Transfer Learning for Dog Breed classifier

7 min readSep 16, 2018

Dogs are man’s best friend and they deserve to be identified correctly. In pursuit of differentiating a Husky (Go Dawgs!) from an Alaskan Malamute, let’s learn how to use transfer learning to classify dog breeds.

Find the entire Jupyter Notebook on my GitHub.

NOTE: This project/article is based off of Udacity’s skeleton Dog Breed Classifier project as part of the AIND program with certain modifications.

Data

As always with most of my technical posts, we need to make sure we have the data we want to work with. Now this post is not for building the entire architecture from scratch and training it, I will cover that in a separate post later for now we will focus on how we can learn from someone else’s work and modify it for our use cases.

We need a lot of different data to solve this problem, let’s start by downloading them:
1. Dog Images
2. Human Images
3. ResNet50 Features
4. OpenCV Human Face Detection Model

We are using a sampled dataset, feel free to use the Stanford Dogs Data set for this purpose, just note that you might need to modify the image read functions as the folder structure is slightly different. Also, DON’T run the model on the entire Stanford Dogs Data without GPU and checkpointing your work. If you are not sure about this, use the smaller sample for now and later you can experiment using a larger data.

So now that we have the data, let’s get to the exciting part of creating the entire app. First off, we need to read the images into python, so let’s do it. We will use Keras to read most of our images instead of matplotlib’s imread() function as Keras let’s us supply a target_size parameter to our read function so all our images are standard size and we don’t have to worry about any dimension mismatch.
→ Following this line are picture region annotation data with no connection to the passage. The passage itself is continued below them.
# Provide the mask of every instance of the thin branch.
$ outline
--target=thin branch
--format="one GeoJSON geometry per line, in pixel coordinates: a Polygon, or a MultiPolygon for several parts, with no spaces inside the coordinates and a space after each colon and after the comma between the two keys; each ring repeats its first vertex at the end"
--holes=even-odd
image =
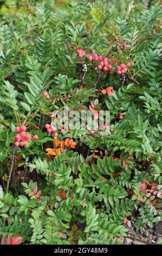
{"type": "Polygon", "coordinates": [[[14,166],[14,162],[15,149],[16,149],[16,147],[14,147],[14,150],[13,150],[13,154],[12,154],[11,167],[10,167],[10,171],[9,171],[9,175],[8,175],[8,180],[7,180],[7,187],[6,187],[6,193],[8,193],[8,191],[9,191],[9,186],[11,176],[11,174],[12,174],[13,166],[14,166]]]}
{"type": "Polygon", "coordinates": [[[4,180],[3,180],[3,169],[2,169],[2,163],[1,163],[1,175],[2,175],[2,185],[3,185],[3,190],[4,190],[4,193],[5,193],[5,186],[4,186],[4,180]]]}

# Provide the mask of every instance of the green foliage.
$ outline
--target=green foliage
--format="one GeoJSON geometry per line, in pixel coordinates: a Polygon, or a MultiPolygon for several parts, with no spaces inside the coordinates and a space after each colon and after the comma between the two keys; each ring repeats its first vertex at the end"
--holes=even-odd
{"type": "Polygon", "coordinates": [[[133,212],[137,230],[162,221],[160,3],[31,2],[0,5],[0,238],[122,244],[132,228],[124,220],[133,212]],[[78,57],[81,48],[107,57],[112,69],[100,72],[98,63],[78,57]],[[111,87],[113,96],[102,93],[111,87]],[[45,124],[64,106],[72,114],[109,111],[110,134],[69,127],[52,136],[45,124]],[[38,139],[13,156],[22,125],[38,139]],[[54,137],[76,145],[63,149],[54,137]]]}

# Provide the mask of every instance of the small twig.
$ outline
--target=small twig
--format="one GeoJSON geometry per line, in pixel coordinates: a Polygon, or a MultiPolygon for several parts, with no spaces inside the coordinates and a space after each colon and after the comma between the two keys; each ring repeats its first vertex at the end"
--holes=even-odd
{"type": "Polygon", "coordinates": [[[8,176],[7,187],[6,187],[6,193],[8,193],[8,191],[9,191],[9,183],[10,183],[10,179],[11,179],[11,174],[12,174],[12,171],[13,165],[14,165],[14,162],[15,149],[16,149],[16,147],[14,147],[14,150],[13,150],[12,157],[12,161],[11,161],[11,167],[10,167],[10,169],[9,175],[8,176]]]}
{"type": "Polygon", "coordinates": [[[1,163],[1,175],[2,175],[2,185],[3,185],[4,193],[5,193],[5,186],[4,186],[4,180],[3,180],[3,169],[2,169],[2,163],[1,163]]]}
{"type": "Polygon", "coordinates": [[[30,10],[29,10],[30,3],[29,1],[28,1],[28,3],[27,4],[27,7],[28,15],[30,16],[30,10]]]}

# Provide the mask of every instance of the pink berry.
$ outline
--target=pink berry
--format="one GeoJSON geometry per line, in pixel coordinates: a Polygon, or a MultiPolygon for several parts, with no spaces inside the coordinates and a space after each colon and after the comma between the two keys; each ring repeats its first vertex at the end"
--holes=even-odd
{"type": "Polygon", "coordinates": [[[33,139],[38,139],[38,136],[37,135],[34,135],[33,139]]]}
{"type": "Polygon", "coordinates": [[[100,55],[99,56],[98,56],[98,60],[100,62],[101,60],[102,60],[102,56],[100,55]]]}
{"type": "Polygon", "coordinates": [[[23,142],[23,141],[21,141],[21,142],[20,142],[20,143],[19,143],[19,145],[20,145],[20,147],[23,147],[24,145],[24,142],[23,142]]]}
{"type": "Polygon", "coordinates": [[[103,70],[105,70],[105,71],[107,71],[108,70],[108,68],[107,68],[107,66],[104,66],[104,68],[103,68],[103,70]]]}
{"type": "Polygon", "coordinates": [[[21,138],[21,141],[24,141],[26,140],[26,138],[25,138],[25,136],[22,136],[21,138]]]}
{"type": "Polygon", "coordinates": [[[21,132],[19,134],[21,136],[21,137],[23,137],[23,136],[25,136],[25,132],[21,132]]]}
{"type": "Polygon", "coordinates": [[[22,125],[20,127],[20,130],[21,132],[25,132],[27,130],[27,127],[24,125],[22,125]]]}
{"type": "Polygon", "coordinates": [[[15,147],[18,147],[19,146],[19,142],[18,141],[16,141],[14,143],[14,145],[15,147]]]}
{"type": "Polygon", "coordinates": [[[122,120],[123,119],[123,115],[122,115],[122,113],[120,113],[120,115],[119,115],[119,119],[122,120]]]}
{"type": "Polygon", "coordinates": [[[51,129],[53,132],[55,132],[56,131],[57,131],[56,128],[54,127],[53,125],[51,125],[51,129]]]}
{"type": "Polygon", "coordinates": [[[122,44],[122,45],[123,45],[124,47],[125,47],[125,46],[126,46],[127,45],[128,45],[128,44],[127,44],[126,42],[124,42],[124,43],[122,44]]]}
{"type": "Polygon", "coordinates": [[[98,56],[97,54],[94,54],[94,60],[95,61],[95,62],[97,62],[98,60],[98,56]]]}
{"type": "Polygon", "coordinates": [[[100,69],[102,69],[102,66],[101,65],[98,65],[98,69],[100,70],[100,69]]]}
{"type": "Polygon", "coordinates": [[[90,62],[91,62],[91,60],[92,60],[92,57],[91,56],[91,55],[89,55],[88,57],[88,59],[89,60],[90,60],[90,62]]]}
{"type": "Polygon", "coordinates": [[[15,138],[17,141],[20,141],[21,140],[21,136],[20,134],[17,134],[15,138]]]}
{"type": "Polygon", "coordinates": [[[30,141],[30,139],[31,139],[31,136],[30,134],[25,134],[25,139],[27,141],[30,141]]]}
{"type": "Polygon", "coordinates": [[[79,54],[78,54],[78,57],[79,57],[79,58],[82,58],[83,54],[82,54],[82,53],[79,53],[79,54]]]}
{"type": "Polygon", "coordinates": [[[64,132],[64,131],[65,131],[64,129],[61,129],[61,133],[63,133],[64,132]]]}
{"type": "Polygon", "coordinates": [[[49,128],[49,126],[50,126],[50,125],[49,125],[49,124],[46,124],[45,125],[45,127],[46,127],[46,128],[47,129],[48,129],[48,128],[49,128]]]}
{"type": "Polygon", "coordinates": [[[120,66],[122,69],[125,69],[125,68],[126,68],[126,66],[124,63],[121,63],[120,66]]]}
{"type": "Polygon", "coordinates": [[[112,68],[112,66],[111,65],[107,65],[108,69],[111,69],[112,68]]]}
{"type": "Polygon", "coordinates": [[[15,131],[16,131],[16,132],[20,132],[20,127],[18,127],[18,126],[16,127],[16,128],[15,128],[15,131]]]}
# Import the required packages
from sklearn.datasets import load_files       
from keras.utils import np_utils
import numpy as np
from glob import glob
import matplotlib.pyplot as plt
% matplotlib inline

# define function to load train, test, and validation datasets
def load_dataset(path):
    data = load_files(path)
    dog_files = np.array(data['filenames'])
    dog_targets = np_utils.to_categorical(np.array(data['target']), 133)
    return dog_files, dog_targets

# load train, test, and validation datasets
train_files, train_targets = load_dataset('dogImages/train')
valid_files, valid_targets = load_dataset('dogImages/valid')
test_files, test_targets = load_dataset('dogImages/test')

# load list of dog names
dog_names = [item[20:-1] for item in sorted(glob("dogImages/train/*/"))]

# print statistics about the dataset
print('There are %d total dog categories.' % len(dog_names))
print('There are %s total dog images.\n' % len(np.hstack([train_files, valid_files, test_files])))
print('There are %d training dog images.' % len(train_files))
print('There are %d validation dog images.' % len(valid_files))
print('There are %d test dog images.'% len(test_files))import random
random.seed(100)

# load filenames in shuffled human dataset
human_files = np.array(glob("lfw/*/*"))
random.shuffle(human_files)

# print statistics about the dataset
print('There are %d total human images.' % len(human_files))

Make sure the file path is where you have the downloaded files kept else nothing will work. If everything works you should see 133 different dog breeds and ~8.3k dog images.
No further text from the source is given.